Department of Radiology, Duke University Medical Center, Durham, NC 27710, USA.
J Vasc Interv Radiol. 2010 Apr;21(4):508-14. doi: 10.1016/j.jvir.2009.11.024. Epub 2010 Mar 1.
To compare the results of transjugular liver biopsy in patients who have undergone liver transplantation via an inline versus a "piggyback" hepatic venous surgical anastomosis.
From October 1994 to July 2008 (165 months), 269 consecutive transjugular liver biopsy procedures were performed on 139 patients (94 male patients underwent 194 procedures) who had received cadaveric liver transplantation. Mean patient age at the time of the biopsy was 46.9 years (range, 1-71 y). There were 131 biopsy procedures on patients with an inline hepatic venous anastomosis and 138 on patients with a piggyback anastomosis. Records were reviewed for patient demographic data, surgical configuration of hepatic venous anastomosis, laboratory and procedural data, complications, and surgical pathologic findings.

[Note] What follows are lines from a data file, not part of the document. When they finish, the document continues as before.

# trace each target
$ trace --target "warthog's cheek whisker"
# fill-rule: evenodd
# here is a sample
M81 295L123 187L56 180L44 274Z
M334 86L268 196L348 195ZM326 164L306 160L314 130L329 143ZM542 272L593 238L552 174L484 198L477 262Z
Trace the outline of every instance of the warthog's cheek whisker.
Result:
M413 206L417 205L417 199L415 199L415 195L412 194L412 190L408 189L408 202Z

Among 269 biopsy procedures, 257 (95.5%) produced a diagnostic tissue specimen based on pathology reports and were deemed successful procedures. Catheterizing the hepatic veins and obtaining a diagnostic tissue sample significantly favored the inline anastomotic configuration (129 of 131; 98%) versus the piggyback configuration (128 of 138; 93%; P = .035). The difference between groups in the inability to cannulate the hepatic veins (0.8% vs 4%) was not significant (P = .12), nor was the incidence of pathologically insufficient tissue when cannulation and biopsy was performed (0.8% vs 0.3%; P = .37). There were two major complications consisting of hemorrhage that contributed to a patient's death in each group.
Transjugular liver biopsy is less likely to yield diagnostic tissue when the hepatic venous anastomosis has a piggyback configuration. However, the procedure is equally safe and possesses acceptable tissue yields with a piggyback or inline configuration.
比较经颈静脉肝活检在接受顺行与“劈叉式”肝静脉外科吻合的肝移植患者中的结果。
1994 年 10 月至 2008 年 7 月(165 个月),对 139 例接受过尸体肝移植的患者(94 例男性患者进行了 194 次手术)进行了 269 次经颈静脉肝活检。活检时患者的平均年龄为 46.9 岁(范围 1-71 岁)。131 次活检在顺行肝静脉吻合的患者中进行,138 次在劈叉式吻合的患者中进行。回顾了患者的人口统计学数据、肝静脉吻合的手术结构、实验室和手术数据、并发症以及手术病理结果。
在 269 次活检中,根据病理报告,257 次(95.5%)产生了诊断性组织标本,被认为是成功的手术。肝静脉导管插入和获得诊断性组织样本明显有利于顺行吻合构型(131 例中的 129 例;98%)而不是劈叉式构型(138 例中的 128 例;93%;P =.035)。无法插入肝静脉的两组之间的差异不显著(0.8%对 4%;P =.12),插入和活检时组织病理不足的发生率也无差异(0.8%对 0.3%;P =.37)。每组各有两例主要并发症,包括导致患者死亡的出血。
当肝静脉吻合采用劈叉式构型时,经颈静脉肝活检获得诊断性组织的可能性较小。然而,该手术具有同等的安全性,并且具有可接受的组织产量,无论是劈叉式还是顺行式构型。